Grief is a funny thing. Not funny-ha-ha, but funny-peculiar. One can think one’s self well acquainted with it, only to be introduced to another angle of it. I have found myself continuously turning corners in this path of grief I tread, and finding completely unexpected landscapes spread out before me. A few months ago, my memories of Ford’s life and death had become hazy, at best. While I missed him painfully, I was used to his being gone, as used as one can be. But over the past couple of months, I’ve been learning to grieve in a new context, and subconsciously, all my memories and natural patterns of thought have adjusted again. I’ve had sudden vivid memories of the accident and our early days of grief. I’ve had recurring nightmares featuring Ford in rôles he hasn’t played in them since his death. [And lest you think me strange for mentioning my dreams, I have several vivid dreams every night that I usually remember in detail in the morning, so they do make a difference on my morning mood, sometimes even all day]. I’ve come across things that my family, friends, or I wrote those first few months and been moved to weeping by them. And, once again, I’ve had the urge to tell him something important, or maybe just something he’d get a kick out of, and then remember I can’t make him chuckle or be surprised or pleased or anything anymore.
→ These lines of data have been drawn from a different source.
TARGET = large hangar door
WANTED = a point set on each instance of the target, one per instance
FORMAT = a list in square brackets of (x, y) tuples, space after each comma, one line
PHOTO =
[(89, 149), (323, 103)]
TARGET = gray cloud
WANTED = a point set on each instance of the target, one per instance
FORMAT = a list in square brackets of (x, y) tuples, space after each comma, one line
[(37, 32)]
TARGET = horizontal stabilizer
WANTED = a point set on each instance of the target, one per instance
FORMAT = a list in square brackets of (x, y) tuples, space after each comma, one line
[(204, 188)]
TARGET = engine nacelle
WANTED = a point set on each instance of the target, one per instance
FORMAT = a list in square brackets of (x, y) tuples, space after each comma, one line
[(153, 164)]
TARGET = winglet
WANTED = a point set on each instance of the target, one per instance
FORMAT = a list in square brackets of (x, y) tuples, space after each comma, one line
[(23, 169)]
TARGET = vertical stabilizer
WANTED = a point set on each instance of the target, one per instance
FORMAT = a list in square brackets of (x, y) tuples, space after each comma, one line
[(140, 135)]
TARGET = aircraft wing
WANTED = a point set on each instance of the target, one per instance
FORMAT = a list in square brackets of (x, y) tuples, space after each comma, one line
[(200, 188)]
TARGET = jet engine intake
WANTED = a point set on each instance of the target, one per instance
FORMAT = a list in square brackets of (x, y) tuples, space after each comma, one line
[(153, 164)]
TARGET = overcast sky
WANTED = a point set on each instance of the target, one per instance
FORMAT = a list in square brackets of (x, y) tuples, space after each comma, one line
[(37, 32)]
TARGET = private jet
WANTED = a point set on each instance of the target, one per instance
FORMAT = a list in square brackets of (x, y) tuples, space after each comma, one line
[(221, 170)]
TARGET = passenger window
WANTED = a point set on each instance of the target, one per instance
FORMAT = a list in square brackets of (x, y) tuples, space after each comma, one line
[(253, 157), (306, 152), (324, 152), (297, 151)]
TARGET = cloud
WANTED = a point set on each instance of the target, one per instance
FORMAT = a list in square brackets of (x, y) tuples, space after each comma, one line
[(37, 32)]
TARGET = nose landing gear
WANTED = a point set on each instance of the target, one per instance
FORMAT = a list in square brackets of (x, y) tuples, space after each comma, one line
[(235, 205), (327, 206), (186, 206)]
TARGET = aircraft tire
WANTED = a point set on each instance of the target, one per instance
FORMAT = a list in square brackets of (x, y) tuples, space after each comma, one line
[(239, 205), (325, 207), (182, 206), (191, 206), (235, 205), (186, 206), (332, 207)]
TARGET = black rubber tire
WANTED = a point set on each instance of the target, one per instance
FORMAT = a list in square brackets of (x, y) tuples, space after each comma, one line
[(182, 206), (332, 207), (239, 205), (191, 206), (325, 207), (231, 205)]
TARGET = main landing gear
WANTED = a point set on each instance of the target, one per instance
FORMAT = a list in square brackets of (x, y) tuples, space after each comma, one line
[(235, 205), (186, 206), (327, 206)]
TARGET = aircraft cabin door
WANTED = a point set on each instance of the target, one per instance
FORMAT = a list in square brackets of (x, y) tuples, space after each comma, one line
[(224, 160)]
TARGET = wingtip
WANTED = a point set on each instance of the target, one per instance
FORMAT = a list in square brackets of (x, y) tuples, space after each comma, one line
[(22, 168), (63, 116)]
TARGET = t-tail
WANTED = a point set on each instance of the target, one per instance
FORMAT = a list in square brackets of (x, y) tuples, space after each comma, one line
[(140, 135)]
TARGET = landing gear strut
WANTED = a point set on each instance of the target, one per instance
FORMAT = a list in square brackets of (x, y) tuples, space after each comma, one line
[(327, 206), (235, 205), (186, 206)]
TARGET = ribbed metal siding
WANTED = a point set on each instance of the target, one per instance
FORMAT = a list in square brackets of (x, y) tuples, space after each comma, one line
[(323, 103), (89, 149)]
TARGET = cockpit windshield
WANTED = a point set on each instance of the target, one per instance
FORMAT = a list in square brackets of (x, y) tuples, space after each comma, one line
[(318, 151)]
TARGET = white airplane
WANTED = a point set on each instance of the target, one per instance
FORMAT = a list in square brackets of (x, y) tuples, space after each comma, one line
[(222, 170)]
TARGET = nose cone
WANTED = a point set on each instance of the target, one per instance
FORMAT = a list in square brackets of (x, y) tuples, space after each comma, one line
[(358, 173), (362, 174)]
It’s a little odd, I’d not been to a funeral since Ford’s, 543 days ago, yet this week I’m attending two requiem masses. On a week that I have been constantly pushing aside the memories and the reminders of what happened, trying to escape the reality of death, perhaps to be faced with death like this is just what I need. Grief is an inconvenient thing. It’s far easier to turn off the music that brings a lump to the throat, to try to push back the memories that pop up, and keep on working, than to take time to grieve. Our culture does not take time for grief. We avoid even the appearance of grief. (What better example for this than the way funeral homes are made to look? Fresh, bright green lawns, respectable buildings…just another office or home). We’ve commandeered the colours of mourning for everyday so that it won’t make anybody sad to see someone dressed in sombre raiment. We might grieve a bit with the family and friends of the departed, or send them flowers or a card, but then we expect them to get over it. How can we treat death as something to be “gotten over”? Death is a part of our everyday lives, whether or not someone close to us has died. Not just as the final last breath kind of death, but in a million small ways. To try to ignore these is purely foolishness. It’s like trying to ignore one’s height, or the colour of one’s skin, or one’s accent. Death is a part of us, and therefore grief is a part of us. This is not a shameful thing. Those obnoxious tears that come flowing when you’re in the middle of washing dishes? Let them flow. If somebody else sees them, good. If Christ was not ashamed of showing his grief, why should we be?
WordPress tells me I wrote those first few paragraphs 542 days (18 months) ago, as I rode the roller coaster of 5-weeks-pregnant-and-not-sure-if-this-baby-will-stay-with-us-or-not. As much time again has elapsed since Ford’s death. Once again, I’m becoming accustomed to grieving in a new context. Once again, I’m trying to put death into a box. Once again, it is being forced before my face as my husband and I talk through the purpose of life insurance and discuss how our family would continue on if one of us died, and with gut-wrenching flashbacks to the moments and days and weeks surrounding Ford’s death, as well as heartbreaking news of baby after sweet baby departing this life. And I tremble and weep and hold my family close and then wipe away the tears and try to pretend I’m a normal person.
The problem with putting death into a box, with tucking away our grief so that we will feel numb, which we persuade ourselves is better than the raw pain of endless brokenheartedness, is that if we deny death, we also deny death’s Conqueror. When we refuse to suffer, we spit in the face of the Sufferer. When we say we don’t want to waste our time grieving, we turn up our noses at the Man of Sorrows. Without the dark bitterness of Holy Week, Easter is nothing but another day. But thanks be to God, we are called to grieve in hope. May our hearts turn to the Light, and the lengthening shadows of evening be seen for what they are.